ANTECEDENTES Y CONSIDERACIONES:
1. El Fiscal 78 Seccional de Medellín, luego de operarse la ruptura de la unidad procesal al acogerse los procesados LUIS FERNANDO RIASCOS MUÑOZ y JOSÉ ÉDISON OSORIO ALZATE a sentencia anticipada por el cargo de hurto calificado y agravado, los acusó el 26 de marzo de 2001 por el delito conexo de secuestro simple atenuado.1
2. El Juzgado 2º Penal del Circuito Especializado de Medellín realizó la audiencia pública el 14 de mayo de 2002 y el 24 de septiembre siguiente, con fundamento en el decreto 2001 de ese año, le remitió el proceso por competencia al Juzgado 19 Penal del Circuito, el cual había conocido del mismo antes de la vigencia de la ley 733 del 29 de enero de 2002.
3. Este despacho judicial, mediante providencia del 13 de noviembre de 2002, señaló que al “analizar el material probatorio” encontró que “lo que inició como un secuestro simple atenuado, finalizó como un secuestro extorsivo”. La víctima fue en principio privada de la libertad con la finalidad de que no avisara a las autoridades del hurto de su vehículo y luego, cuando OSORIO y RIASCOS fueron capturados por las autoridades en un retén, quienes lo tenían custodiado lo obligaron a interceder por su liberación. Primero diciéndole telefónicamente a la policía que se trataba de sus trabajadores y luego obligándolo, por cuanto no le creyeron, “a abordar un bus con destino al municipio de Marinilla”, para que personalmente lograra el mismo cometido.
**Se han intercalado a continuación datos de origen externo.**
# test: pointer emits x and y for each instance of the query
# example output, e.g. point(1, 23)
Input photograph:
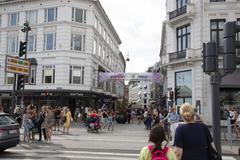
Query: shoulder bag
point(212, 153)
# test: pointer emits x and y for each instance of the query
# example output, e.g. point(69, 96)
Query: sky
point(139, 25)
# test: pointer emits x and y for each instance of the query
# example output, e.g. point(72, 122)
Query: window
point(183, 38)
point(9, 78)
point(0, 20)
point(50, 41)
point(31, 16)
point(76, 75)
point(31, 46)
point(48, 74)
point(181, 3)
point(145, 86)
point(100, 27)
point(12, 44)
point(13, 19)
point(99, 50)
point(238, 34)
point(50, 14)
point(79, 15)
point(217, 0)
point(104, 53)
point(216, 27)
point(95, 47)
point(96, 22)
point(32, 77)
point(183, 81)
point(78, 42)
point(144, 101)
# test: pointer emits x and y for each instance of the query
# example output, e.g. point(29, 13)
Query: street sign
point(17, 65)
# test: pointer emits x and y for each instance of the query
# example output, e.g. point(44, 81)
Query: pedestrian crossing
point(51, 154)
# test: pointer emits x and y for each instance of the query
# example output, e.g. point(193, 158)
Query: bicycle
point(235, 130)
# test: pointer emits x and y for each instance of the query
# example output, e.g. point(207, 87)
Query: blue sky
point(138, 24)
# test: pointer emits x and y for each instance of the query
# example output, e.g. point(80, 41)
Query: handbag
point(212, 153)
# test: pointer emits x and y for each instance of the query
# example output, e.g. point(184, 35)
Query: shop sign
point(17, 65)
point(147, 76)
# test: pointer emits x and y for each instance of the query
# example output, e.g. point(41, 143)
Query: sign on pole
point(17, 65)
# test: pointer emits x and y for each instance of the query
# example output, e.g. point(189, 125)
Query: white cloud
point(138, 24)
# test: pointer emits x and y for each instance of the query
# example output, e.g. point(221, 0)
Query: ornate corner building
point(72, 41)
point(188, 24)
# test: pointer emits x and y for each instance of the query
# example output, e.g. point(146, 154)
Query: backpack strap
point(150, 147)
point(165, 150)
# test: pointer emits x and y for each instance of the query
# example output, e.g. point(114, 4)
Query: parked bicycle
point(235, 130)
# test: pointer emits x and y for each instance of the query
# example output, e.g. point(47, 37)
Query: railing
point(177, 55)
point(177, 12)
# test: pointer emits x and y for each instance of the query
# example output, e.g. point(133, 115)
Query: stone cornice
point(222, 6)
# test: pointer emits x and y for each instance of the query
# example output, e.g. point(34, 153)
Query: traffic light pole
point(25, 29)
point(13, 100)
point(215, 82)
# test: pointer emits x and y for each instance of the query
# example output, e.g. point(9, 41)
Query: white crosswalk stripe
point(17, 154)
point(56, 154)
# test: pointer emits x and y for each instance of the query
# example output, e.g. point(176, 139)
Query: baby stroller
point(93, 125)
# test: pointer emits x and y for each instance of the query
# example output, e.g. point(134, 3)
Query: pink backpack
point(158, 154)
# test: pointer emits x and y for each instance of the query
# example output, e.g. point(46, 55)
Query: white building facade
point(188, 25)
point(139, 94)
point(72, 41)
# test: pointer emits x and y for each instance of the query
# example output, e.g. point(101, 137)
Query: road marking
point(73, 152)
point(228, 158)
point(98, 139)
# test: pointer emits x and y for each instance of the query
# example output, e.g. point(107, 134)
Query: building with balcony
point(139, 94)
point(72, 41)
point(156, 89)
point(188, 24)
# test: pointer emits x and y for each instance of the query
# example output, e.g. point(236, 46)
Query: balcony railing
point(177, 55)
point(178, 12)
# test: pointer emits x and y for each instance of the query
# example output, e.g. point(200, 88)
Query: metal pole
point(26, 29)
point(13, 100)
point(215, 81)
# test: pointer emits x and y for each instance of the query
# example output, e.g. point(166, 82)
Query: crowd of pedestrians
point(105, 117)
point(42, 122)
point(191, 140)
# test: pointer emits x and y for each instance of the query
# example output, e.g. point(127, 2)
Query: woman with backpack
point(192, 138)
point(157, 151)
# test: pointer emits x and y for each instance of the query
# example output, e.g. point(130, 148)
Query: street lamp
point(127, 59)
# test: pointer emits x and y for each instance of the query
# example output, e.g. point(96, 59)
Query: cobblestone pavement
point(123, 143)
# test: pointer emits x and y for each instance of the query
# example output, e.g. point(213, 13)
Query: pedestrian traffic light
point(177, 93)
point(230, 44)
point(22, 48)
point(171, 95)
point(210, 58)
point(20, 82)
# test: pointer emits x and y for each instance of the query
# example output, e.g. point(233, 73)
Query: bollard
point(229, 131)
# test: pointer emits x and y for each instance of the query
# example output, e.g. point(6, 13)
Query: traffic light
point(20, 82)
point(177, 93)
point(230, 44)
point(22, 48)
point(171, 95)
point(210, 58)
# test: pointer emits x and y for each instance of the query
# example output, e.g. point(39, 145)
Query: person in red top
point(93, 114)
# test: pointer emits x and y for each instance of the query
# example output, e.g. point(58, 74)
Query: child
point(157, 136)
point(110, 120)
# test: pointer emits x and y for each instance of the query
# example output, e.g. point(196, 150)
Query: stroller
point(93, 125)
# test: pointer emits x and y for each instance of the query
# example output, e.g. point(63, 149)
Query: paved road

Así las cosas, el Juzgado 19 Penal del Circuito de Medellín se declaró incompetente para conocer del proceso y dispuso remitirlo al Juzgado 2º Penal del Circuito Especializado de la misma ciudad, con propuesta de colisión negativa de competencias.
4. El Juzgado Especializado admitió el conflicto planteado mediante auto del 22 de noviembre de 2002, anotando que la retención de Francisco Javier Arbeláez no se produjo para exigir por su libertad un provecho o cualquier utilidad, o para que hiciera u omitiera algo, sino “en espera de que el objeto del ilícito apoderamiento se pusiera a salvo por RIASCOS MUÑOZ y OSORIO ALZATE”.
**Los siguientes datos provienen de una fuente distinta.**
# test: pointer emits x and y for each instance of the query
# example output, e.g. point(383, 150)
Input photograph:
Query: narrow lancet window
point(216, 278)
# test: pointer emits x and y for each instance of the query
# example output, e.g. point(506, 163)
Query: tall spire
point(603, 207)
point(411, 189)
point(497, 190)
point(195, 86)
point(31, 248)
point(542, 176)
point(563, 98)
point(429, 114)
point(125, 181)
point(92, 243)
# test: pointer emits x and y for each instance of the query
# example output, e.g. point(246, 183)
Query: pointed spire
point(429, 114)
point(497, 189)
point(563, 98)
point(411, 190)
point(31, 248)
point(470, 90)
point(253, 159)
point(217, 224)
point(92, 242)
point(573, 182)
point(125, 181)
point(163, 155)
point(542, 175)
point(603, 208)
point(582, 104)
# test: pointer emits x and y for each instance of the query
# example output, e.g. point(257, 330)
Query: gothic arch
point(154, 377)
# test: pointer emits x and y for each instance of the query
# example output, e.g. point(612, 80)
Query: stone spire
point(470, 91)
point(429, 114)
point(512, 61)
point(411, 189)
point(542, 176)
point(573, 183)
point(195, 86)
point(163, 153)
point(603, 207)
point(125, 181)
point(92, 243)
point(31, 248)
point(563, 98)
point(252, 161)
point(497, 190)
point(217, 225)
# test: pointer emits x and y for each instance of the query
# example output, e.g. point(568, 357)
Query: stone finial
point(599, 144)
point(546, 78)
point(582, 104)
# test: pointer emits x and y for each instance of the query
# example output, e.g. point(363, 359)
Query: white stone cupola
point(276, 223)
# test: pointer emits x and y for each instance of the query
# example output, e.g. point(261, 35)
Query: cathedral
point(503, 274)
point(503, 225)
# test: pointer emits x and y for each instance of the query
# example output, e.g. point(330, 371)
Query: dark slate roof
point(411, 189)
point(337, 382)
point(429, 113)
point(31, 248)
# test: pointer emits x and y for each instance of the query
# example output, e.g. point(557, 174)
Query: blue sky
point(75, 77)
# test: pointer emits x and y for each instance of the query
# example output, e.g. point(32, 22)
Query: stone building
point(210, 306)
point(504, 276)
La actividad complementaria desplegada por las personas que tenían secuestrada a la víctima, orientada a impedir la recuperación del vehículo por parte de las autoridades y a que se les privara del provecho económico ilícito, no estructura el delito de secuestro extorsivo.
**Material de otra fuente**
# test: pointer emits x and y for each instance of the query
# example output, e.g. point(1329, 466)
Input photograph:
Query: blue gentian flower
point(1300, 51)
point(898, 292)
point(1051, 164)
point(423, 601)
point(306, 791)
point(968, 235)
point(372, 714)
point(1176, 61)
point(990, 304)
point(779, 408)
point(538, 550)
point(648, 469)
“El desapoderamiento del rodante –precisa el despacho judicial—ya se había operado y la inmovilización de FRANCISCO JAVIER (ARBELÁEZ) no tenía finalidad distinta a la de asegurar el producto del ilícito, en espera, reiteramos, que LUIS FERNANDO (RIASCOS) y JOSÉ EDISON (OSORIO) lograsen el traslado del rodante hacia lugar alejado, a tiempo que se evitaba que ARBELÁEZ LONDOÑO, de inmediato, noticiara de lo ocurrido a las autoridades”.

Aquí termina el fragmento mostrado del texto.